Contrastare questo disegno richiederebbe oltre all’impegno dei sindacati siciliani che non è venuto meno anche quello dei suoi vertici nazionali e, soprattutto, del governo nazionale presieduto da Draghi che si spende in impegni nei confronti del Sud, ma finora solo a parole.

Improvvisamente “mirabile dictu”, o meglio, “horribile dictu” il ministro Giancarlo Giorgetti, numero due di quella Lega Nord, che da qualche anno ha messo piede, e più che un piede, in Sicilia, ha fatto capire che il caso Pfizer non può essere considerato una vertenza di importanza nazionale, relegandola di fatto a un fatto locale.

L’interlocutore della Multinazionale, quindi, per il signor ministro non è il governo centrale come avviene in tutti gli altri paesi, ma il governo della Regione siciliana che, come tutti sanno, a cominciare dal ministro, non ha alcun potere, tranne il sostegno politico che in verità vi è stato e la solidarietà che di questi tempi non si nega a nessuno.

Siamo di fronte ad una posizione inaccettabile, per molti versi miope che non trova giustificazione alcuna e che conferma, se ce ne fosse ancora bisogno, l’anima nordista e anti meridionalista della Lega.

Vuoi vedere, infatti, che quando la strategia di dismissione della Pfizer toccherà un comune del Nord, come ad esempio Milano, quella vertenza diventerà un problema nazionale?

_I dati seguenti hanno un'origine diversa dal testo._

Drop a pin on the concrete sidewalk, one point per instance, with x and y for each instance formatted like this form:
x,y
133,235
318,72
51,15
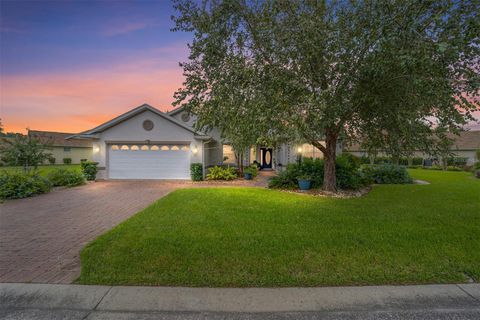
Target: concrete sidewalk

L’onorevole Giorgetti, tuttavia, passa per persona accorta e abile e sicuramente avrà avuto le sue ragioni per dare quella dichiarazione che, ovviamente, non sono le ragioni della Sicilia.

Vuoi vedere che vi è un accordo sottobanco che tutela le strutture di Pfizer al centro nord in cambio delle mani libere in Sicilia? Come diceva il vecchio Giulio Andreotti “a pensar male si fa peccato ma quasi sempre ci si azzecca”.

Comunque vi è un solo modo per smentire queste malignità, che il governo nazionale assuma l’impegno di intervenire su questa vertenza convocando immediatamente le parti.

Nel frattempo aspettiamo di vedere fioccare interpellanze e interrogazioni al parlamento nazionale da parte dei deputati siciliani, l’intervento del PD, in particolare del suo vice segretario Provenzano che è siciliano ed è stato ministro del sud nel precedente governo, del vice ministro grillino e siciliano Cancellieri, che si faccia sentire Mara Carfagna che del sud è l’attuale ministro.

In particolare però, aspettiamo che si muovano i leghisti siciliani che si sono arruolati nelle truppe di Matteo Salvini.

Quale migliore occasione per dimostrare di tutelare gli interessi siciliani prendendo le distanze dal ministro Giorgetti.

In caso contrario dovremmo costare con preoccupazione che in Sicilia si sta rinnovando l’antica pratica dell’ascarismo, attraverso cui gli interessi e i diritti dei siciliani vengono svenduti e sacrificati sull’altare degli interessi del partito nazionale, in questo caso lombardo, in cambio delle proprie fortune o della propria sopravvivenza politica.

Gli ascari, infatti, erano soldati indigeni delle colonie italiane, che si arruolavano a sostegno delle truppe di occupazione.

Aspettiamo e ci auguriamo, però, di essere smentiti perché nel caso contrario la Sicilia avrà un nemico in più di cui si pensava si fosse liberata.